Yayasan Kebudayaan Rancage didirikan sebagai rumah belajar berdasarkan kepedulian terhadap pelajar pribumi yang semakin tidak mengenal budaya lokal serta jauh dari nilai-nilai keislaman. Tugasnya turut mengambil peran dalam memantapkan dan menyebarluaskan bahasa ibu atau bahasa daerah agar dikembangkan secara terencana dan berkesinambungan, selain melalui pendidikan dan pengajaran juga melalui penerbitan buku bacaan yang ditulis khusus dalam bahasa sastra daerah.
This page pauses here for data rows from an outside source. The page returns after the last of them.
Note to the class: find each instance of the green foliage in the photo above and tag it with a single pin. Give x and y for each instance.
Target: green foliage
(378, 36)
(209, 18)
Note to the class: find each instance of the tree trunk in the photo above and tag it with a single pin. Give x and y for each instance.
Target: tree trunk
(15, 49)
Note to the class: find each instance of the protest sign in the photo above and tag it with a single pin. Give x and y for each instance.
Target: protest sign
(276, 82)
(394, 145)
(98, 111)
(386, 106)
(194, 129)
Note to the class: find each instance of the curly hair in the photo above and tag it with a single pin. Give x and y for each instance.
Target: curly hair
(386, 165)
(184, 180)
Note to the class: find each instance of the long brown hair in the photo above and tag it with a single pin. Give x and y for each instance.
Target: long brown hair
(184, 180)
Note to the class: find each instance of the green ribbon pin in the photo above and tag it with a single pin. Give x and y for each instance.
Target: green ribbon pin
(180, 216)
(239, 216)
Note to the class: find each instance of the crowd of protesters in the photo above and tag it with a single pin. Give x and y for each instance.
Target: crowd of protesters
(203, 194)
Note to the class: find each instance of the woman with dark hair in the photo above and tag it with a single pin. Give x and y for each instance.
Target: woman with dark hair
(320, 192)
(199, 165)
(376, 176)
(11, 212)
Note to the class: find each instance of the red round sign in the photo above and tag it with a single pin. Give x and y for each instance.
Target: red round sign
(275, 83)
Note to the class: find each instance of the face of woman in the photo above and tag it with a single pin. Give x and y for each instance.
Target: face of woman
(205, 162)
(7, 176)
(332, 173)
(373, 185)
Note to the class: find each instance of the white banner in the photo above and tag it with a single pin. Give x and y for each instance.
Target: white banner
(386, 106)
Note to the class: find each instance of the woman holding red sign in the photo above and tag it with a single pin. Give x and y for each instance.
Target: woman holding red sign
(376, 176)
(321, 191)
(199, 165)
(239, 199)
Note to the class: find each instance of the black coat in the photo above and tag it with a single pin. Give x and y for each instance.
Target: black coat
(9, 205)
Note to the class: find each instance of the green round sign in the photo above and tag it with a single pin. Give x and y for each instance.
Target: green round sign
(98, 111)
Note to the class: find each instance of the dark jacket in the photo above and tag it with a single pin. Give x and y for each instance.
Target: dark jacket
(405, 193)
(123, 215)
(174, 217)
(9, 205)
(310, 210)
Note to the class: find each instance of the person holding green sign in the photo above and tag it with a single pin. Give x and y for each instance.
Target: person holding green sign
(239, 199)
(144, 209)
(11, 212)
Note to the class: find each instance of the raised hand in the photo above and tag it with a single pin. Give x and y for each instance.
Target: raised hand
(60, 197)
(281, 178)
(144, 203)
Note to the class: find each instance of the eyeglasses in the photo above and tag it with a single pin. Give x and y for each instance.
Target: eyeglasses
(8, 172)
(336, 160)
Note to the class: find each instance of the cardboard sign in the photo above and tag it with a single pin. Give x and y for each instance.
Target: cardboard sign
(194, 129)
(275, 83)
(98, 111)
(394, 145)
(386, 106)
Menteri Yuddy menyampaikan apresiasi yang tinggi atas terselenggaranya acara tersebut karena akan memotivasi para sastrawan, seniman, dan budayawan untuk terus berkarya. "Menjadi harapan kita semua, bahwa dengan pemberian kedua hadiah ini dapat menambah motivasi para insan sastera di tanah air untuk senantiasa menggelorakan semangatnya dalam bekerja sehingga bisa melahirkan karya-karya sastera terbaik dan sekaligus memberi kontribusi positif dalam mengisi alam kemerdekaan yang telah kita nikmati selama 70 tahun." Kata Yuddy.
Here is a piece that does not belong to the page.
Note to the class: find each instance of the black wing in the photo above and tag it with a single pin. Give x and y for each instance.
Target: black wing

Pada kesempatan itu, Yuddy juga menjelaskan tentang permasalahan pokok bangsa yang saling terkait antara satu dengan yang lainnya, yang harus diantisipasi dan segera diselesaikan, yakni merosotnya kewibawaan negara, melemahnya sendi-sendi perekonomian nasional, serta merebaknya intoleransi dan krisis kepribadian bangsa.
Menurut Yuddy ketiga permasalahan tersebut mustahil dapat diatasi tanpa adanya perubahan dan keterlibatan semua pihak. "Untuk mengatasinya, diperlukan perubahan yang bersifat mendasar berupa terobosan (breakthrough), baik dalam pola pikir (mind set) maupun budaya kerja (culture set) oleh segenap komponen bangsa, termasuk di dalamnya Komunitas Kesusasteraan Indonesia," tegasnya. "Perubahan mendasar ini lazim juga disebut “Revolusi Mental” yang kita ketahui bersama mulai diperkenalkan sebagai bagian dari “Nawa Cita” oleh Presiden Joko Widodo dan Wakil Presiden Jusuf Kalla." terangnya.
Yuddy tidak menutup mata, bahwa para sasterawan juga memiliki berbagai kebutuhan yang memerlukan uang. Karenanya para sasterawan harus terpacu untuk melahirkan karya yang berkualitas agar dapat diterima oleh masyarakat luas.
Namun demikian, menurut Yuddy, hal ini bukan berarti para sasterawan hanya berorientasi pada penerimaan pasar saja. Justru sebaliknya karya-karya sastera yang dihasilkan harus mampu menjaga agar masyarakat kita tidak terjebak dalam pola hidup yang hanya mementingkan materi duniawi yang cenderung mengedepankan egoisme dan mendewakan gaya hidup hedonis.
Dengan kata lain, karya sastera adalah instrumen revolusi mental. "Karya sastera yang dihasilkan harus juga dilandasi oleh nilai-nilai luhur bangsa, seperti mengedepankan kepentingan masyarakat di atas kepentingan diri sendiri/golongan, mau bekerja sama secara gotong royong, peduli pada kelestarian lingkungan hidup, serta selalu memperhatikan unsur etika dan estetika," ungkap Yuddy.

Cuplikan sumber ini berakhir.